Remember Rule #2? Wait? Yep! You have to do that for just a little longer. While we were waiting, Coleman Collins, one of the VT basketball players that had come back to volunteer that morning starting singing a Christmas carol. Just like in Elf when Jovi starts singing, we all started in on the carols. One song led to the next, and there were several of us just overwhelmed with emotion (and exhaustion) with tears in our eyes at the beauty of the whole situation.
Eventually, the limo came slooooooowly down the street.
Carol and her two sons got out of the car and were met by Ty. They talked for what seemed like ages. Suddenly, someone started shouting “Move that bus! Move that bus!” and the whole crowd got in on the cheer.
Eventually the bus moved! Immediately the family was surrounded by the cameras, designers, and Ty. Carol and her sons were amazed with their new house.
They talked for about 5 minutes. Then, the family started the walk up towards their new home with Ty.
Carol seemed to be having trouble walking to the walkway, so Preston ran up to her and picked her up in his arms.
He stopped, and she leaned back to give a wave to the crowd.
Then, I was able to get one last picture of them before they disappeared into the house. We knew once they went inside, the experience was over.
The designers were still outside, so I went and found Daniel and thanked him so much for trusting me with the details in the living room. He told me how pleased he was with the work I had did and thanked me for it. One more picture before I left:
And the experience was over. After hours upon hours, freezing cold, bitter wind, and pure exhaustion, it was hard to believe that it was all over.
Now we just had to wait for the premier!
We were able to get tickets to the premier at Burris Hall, where we got a chance to actually meet Carol.

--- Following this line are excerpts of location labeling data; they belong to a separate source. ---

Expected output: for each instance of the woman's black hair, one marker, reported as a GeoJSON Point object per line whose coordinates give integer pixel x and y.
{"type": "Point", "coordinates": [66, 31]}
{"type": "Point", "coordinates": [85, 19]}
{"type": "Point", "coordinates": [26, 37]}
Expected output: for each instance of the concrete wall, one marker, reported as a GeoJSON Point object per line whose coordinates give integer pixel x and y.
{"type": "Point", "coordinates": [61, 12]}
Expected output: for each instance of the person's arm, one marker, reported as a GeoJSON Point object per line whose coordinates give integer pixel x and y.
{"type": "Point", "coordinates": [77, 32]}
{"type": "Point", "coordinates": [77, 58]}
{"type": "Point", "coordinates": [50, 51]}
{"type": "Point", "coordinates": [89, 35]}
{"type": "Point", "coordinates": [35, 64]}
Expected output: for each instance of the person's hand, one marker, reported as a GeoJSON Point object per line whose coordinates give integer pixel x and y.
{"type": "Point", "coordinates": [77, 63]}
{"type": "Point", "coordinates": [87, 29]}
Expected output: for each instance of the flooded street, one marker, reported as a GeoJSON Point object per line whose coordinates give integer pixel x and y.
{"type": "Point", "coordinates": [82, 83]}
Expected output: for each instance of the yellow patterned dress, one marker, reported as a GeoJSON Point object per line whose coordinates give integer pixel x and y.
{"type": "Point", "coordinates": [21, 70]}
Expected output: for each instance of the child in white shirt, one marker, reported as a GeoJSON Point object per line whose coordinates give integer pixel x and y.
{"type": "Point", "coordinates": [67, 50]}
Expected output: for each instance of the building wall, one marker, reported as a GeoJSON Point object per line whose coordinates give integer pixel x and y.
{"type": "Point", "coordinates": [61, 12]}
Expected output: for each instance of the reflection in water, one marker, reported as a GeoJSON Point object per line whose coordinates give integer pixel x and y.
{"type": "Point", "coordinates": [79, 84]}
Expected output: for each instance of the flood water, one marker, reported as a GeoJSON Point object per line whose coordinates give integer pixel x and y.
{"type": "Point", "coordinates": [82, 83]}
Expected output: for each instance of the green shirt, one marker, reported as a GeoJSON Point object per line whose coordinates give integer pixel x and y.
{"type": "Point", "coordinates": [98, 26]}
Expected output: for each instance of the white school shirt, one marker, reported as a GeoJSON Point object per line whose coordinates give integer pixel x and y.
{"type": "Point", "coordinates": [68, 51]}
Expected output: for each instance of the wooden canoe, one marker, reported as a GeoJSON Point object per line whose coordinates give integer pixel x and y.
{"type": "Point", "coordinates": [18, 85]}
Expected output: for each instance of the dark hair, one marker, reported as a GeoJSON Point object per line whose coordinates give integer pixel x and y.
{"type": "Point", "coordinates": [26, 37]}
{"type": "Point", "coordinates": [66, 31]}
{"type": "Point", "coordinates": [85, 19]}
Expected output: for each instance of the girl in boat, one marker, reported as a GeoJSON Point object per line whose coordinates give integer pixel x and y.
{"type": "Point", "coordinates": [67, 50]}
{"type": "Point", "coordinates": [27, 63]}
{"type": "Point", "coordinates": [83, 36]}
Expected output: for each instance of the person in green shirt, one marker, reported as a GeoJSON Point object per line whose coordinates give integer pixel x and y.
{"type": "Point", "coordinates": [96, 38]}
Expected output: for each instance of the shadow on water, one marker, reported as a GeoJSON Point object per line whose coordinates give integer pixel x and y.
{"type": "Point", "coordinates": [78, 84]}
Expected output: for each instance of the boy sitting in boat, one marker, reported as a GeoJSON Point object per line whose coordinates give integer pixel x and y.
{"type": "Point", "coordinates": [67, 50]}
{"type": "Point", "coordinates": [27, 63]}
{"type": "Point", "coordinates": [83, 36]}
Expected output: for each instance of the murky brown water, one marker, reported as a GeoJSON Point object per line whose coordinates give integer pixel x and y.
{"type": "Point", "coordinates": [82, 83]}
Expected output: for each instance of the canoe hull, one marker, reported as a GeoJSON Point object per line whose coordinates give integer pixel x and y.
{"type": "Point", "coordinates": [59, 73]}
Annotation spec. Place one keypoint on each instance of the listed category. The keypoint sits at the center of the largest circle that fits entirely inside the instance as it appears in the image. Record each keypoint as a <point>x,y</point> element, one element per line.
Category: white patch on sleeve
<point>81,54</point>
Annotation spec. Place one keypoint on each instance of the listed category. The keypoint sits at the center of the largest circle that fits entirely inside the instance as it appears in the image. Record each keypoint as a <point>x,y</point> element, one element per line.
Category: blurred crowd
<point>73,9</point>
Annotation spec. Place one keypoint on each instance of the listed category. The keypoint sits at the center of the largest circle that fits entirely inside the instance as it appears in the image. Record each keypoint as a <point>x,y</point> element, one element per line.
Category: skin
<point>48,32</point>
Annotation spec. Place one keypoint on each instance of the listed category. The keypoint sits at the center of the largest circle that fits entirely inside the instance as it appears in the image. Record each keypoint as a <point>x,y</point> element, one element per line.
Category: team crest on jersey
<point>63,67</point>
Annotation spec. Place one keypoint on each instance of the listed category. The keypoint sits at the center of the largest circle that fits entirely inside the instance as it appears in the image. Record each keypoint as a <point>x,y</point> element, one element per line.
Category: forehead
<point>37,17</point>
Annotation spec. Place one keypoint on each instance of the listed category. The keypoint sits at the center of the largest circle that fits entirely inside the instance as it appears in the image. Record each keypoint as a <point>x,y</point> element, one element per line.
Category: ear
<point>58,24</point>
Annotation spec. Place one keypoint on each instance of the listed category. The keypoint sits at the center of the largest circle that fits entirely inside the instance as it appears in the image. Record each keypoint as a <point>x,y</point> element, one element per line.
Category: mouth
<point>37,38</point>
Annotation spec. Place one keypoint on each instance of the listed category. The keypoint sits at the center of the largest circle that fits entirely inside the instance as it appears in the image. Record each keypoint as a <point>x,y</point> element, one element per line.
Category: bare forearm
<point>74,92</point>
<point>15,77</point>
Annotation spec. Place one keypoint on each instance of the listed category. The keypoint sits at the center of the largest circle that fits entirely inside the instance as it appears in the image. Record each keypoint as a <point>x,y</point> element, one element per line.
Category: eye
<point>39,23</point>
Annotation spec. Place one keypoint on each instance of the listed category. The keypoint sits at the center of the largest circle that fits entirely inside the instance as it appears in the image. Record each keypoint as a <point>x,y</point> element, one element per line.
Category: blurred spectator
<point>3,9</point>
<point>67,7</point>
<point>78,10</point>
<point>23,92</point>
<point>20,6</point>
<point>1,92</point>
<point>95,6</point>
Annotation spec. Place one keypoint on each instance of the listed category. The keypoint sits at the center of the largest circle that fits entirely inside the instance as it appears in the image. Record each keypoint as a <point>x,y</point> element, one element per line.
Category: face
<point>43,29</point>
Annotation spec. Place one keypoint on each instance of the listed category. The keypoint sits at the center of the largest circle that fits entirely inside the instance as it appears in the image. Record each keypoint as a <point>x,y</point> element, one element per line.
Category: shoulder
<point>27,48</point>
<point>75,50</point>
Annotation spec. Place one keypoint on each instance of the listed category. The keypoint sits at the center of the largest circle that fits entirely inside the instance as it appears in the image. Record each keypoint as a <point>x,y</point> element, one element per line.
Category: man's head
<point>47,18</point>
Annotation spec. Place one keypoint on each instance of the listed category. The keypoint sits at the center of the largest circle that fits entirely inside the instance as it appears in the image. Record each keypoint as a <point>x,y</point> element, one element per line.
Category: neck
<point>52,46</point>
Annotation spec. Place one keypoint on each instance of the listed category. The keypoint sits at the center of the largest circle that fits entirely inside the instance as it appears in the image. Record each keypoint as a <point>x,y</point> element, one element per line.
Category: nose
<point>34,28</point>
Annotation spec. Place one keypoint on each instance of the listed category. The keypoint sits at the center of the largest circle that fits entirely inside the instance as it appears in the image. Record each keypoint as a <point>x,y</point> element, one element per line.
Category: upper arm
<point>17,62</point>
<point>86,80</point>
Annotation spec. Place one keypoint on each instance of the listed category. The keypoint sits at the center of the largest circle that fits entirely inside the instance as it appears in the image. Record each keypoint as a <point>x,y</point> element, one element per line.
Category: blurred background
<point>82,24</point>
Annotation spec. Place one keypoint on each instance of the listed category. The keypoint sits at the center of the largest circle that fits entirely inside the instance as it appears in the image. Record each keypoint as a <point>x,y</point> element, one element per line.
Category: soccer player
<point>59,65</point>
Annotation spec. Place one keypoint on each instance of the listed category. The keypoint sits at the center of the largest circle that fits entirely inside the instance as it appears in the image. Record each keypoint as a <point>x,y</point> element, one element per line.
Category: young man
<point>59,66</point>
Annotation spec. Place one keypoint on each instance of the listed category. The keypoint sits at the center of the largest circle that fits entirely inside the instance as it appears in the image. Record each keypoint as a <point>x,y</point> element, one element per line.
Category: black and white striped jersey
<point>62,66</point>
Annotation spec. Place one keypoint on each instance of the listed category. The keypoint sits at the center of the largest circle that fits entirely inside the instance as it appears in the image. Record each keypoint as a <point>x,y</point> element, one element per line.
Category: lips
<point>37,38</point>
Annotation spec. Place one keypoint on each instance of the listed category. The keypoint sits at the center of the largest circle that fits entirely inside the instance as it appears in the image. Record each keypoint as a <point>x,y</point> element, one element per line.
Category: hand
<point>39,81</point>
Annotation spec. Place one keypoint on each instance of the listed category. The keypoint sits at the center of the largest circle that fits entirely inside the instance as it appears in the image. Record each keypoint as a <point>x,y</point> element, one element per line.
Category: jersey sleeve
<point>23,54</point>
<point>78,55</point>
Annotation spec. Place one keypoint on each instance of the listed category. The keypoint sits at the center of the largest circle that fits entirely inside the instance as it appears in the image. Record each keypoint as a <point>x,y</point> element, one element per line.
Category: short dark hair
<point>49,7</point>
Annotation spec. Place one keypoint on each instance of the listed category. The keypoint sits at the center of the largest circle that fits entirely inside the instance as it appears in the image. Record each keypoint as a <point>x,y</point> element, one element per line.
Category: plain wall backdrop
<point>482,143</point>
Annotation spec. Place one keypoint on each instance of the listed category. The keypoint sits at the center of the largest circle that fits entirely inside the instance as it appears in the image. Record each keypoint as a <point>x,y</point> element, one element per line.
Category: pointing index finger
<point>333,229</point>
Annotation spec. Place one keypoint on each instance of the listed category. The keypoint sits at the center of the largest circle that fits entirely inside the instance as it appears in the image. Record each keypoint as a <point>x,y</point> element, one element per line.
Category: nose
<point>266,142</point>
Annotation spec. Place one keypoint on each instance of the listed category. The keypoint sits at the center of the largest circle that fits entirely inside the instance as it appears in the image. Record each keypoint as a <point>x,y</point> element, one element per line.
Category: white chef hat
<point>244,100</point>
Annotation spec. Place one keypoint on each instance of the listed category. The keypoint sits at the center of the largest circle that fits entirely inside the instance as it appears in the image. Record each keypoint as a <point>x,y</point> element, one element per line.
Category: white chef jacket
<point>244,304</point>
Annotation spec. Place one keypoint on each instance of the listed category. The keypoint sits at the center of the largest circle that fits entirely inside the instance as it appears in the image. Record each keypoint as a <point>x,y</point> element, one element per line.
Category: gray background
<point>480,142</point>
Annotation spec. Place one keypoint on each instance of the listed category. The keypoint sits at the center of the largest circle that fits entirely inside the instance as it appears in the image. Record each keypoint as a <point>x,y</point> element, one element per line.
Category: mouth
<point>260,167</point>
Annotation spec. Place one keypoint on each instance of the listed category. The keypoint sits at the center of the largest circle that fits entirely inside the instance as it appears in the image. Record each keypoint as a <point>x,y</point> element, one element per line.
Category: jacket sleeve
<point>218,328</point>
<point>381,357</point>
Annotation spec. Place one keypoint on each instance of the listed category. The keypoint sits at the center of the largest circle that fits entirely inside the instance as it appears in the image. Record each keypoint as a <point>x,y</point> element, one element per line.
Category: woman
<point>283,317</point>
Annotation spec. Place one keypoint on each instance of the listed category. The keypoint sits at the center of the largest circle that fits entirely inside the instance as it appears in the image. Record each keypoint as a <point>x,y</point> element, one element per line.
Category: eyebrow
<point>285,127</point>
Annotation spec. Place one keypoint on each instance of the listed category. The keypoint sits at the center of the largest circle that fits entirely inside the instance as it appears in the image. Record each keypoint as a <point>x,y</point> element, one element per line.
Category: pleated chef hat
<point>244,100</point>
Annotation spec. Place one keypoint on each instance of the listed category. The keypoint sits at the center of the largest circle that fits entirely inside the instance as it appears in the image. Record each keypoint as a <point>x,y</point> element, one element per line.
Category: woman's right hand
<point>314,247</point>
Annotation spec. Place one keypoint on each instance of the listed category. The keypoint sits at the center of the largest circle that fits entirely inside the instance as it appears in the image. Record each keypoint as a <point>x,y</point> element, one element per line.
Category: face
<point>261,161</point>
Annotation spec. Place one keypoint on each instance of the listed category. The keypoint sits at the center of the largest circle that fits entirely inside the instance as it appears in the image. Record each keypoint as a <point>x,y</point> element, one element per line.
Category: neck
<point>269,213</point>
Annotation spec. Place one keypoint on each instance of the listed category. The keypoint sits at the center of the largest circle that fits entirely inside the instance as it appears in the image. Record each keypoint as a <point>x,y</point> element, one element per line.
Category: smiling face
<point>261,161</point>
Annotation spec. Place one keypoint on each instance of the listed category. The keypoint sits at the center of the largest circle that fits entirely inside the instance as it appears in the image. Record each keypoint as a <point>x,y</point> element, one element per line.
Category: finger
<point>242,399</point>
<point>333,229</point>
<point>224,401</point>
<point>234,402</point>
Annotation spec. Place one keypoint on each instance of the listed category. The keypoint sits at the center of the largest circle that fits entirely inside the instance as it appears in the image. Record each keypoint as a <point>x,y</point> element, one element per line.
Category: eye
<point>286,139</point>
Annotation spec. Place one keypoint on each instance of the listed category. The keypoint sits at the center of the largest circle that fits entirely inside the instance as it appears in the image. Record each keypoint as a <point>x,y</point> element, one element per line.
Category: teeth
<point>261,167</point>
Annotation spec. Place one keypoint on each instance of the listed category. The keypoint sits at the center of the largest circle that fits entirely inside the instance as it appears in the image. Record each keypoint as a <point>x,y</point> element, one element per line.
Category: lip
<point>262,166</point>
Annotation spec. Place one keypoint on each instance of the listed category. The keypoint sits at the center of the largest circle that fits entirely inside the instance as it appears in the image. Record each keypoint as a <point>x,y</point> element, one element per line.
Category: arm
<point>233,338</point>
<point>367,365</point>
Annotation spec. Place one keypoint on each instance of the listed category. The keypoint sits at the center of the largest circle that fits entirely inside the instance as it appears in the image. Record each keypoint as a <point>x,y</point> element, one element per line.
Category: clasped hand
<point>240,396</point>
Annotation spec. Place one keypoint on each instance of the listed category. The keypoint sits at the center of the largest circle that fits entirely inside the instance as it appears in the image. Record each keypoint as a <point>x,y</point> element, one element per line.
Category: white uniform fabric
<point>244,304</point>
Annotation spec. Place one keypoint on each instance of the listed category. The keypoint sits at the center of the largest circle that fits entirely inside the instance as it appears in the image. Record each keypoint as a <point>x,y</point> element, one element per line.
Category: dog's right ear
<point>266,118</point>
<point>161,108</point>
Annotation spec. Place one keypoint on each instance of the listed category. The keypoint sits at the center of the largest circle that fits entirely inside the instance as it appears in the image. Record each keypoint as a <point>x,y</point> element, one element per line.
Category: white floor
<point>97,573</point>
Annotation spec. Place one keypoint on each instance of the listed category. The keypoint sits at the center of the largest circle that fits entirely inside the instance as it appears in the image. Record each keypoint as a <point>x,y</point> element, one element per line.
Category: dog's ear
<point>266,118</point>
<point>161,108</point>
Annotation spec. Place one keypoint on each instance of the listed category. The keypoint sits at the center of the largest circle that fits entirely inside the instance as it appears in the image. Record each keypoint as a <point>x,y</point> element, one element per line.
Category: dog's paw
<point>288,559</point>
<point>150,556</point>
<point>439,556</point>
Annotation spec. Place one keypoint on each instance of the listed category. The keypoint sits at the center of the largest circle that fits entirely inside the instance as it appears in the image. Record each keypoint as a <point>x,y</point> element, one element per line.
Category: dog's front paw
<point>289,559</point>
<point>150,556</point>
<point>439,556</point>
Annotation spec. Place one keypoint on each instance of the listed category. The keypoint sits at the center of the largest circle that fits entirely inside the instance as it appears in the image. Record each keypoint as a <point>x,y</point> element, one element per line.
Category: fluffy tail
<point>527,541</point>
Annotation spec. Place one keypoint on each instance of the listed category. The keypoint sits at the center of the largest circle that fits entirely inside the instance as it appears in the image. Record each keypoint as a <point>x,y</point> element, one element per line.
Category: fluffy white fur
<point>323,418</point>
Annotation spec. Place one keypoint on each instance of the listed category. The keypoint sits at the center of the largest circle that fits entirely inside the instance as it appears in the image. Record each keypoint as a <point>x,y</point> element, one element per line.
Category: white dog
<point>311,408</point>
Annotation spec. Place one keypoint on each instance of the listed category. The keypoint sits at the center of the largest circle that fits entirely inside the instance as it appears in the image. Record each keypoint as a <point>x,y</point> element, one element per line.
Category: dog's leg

One of my students from my internship was her goddaughter, so I was able to get an “in” to the VIP area.
The premier was in the Burris auditorium. It was incredible to be surrounded by the volunteers, construction crews, and her loved ones.
I met up with Mindy, a friend I had met during the filming.
Our president, Charles Steger, said a few words, and Carol gave a wave. Then, when it was airing live on national TV, we got to see it in movie-theater style.
Lessons Learned from Reality TV:
1. Don’t wave to your mom and dad to try to be on camera. They will cut you out. Instead, just act normally and
2. Be ready to wait. And wait. And wait. Patience is essential, and having a good attitude about it will be very helpful.
3. Find out and memorize who is who. Know who the producers are. Be nice to them. Be helpful and have a good attitude. Know who you have to impress, but don’t take it too far. Make your presence known, but not obnoxiously so.
4. Don’t be afraid to take an unglamorous job (such as serving coffee and snacks).
5. When in doubt, act like you know what you are doing. If you seem like you should be there, no one will question you. When you act shifty or unsure, they will ask you to leave.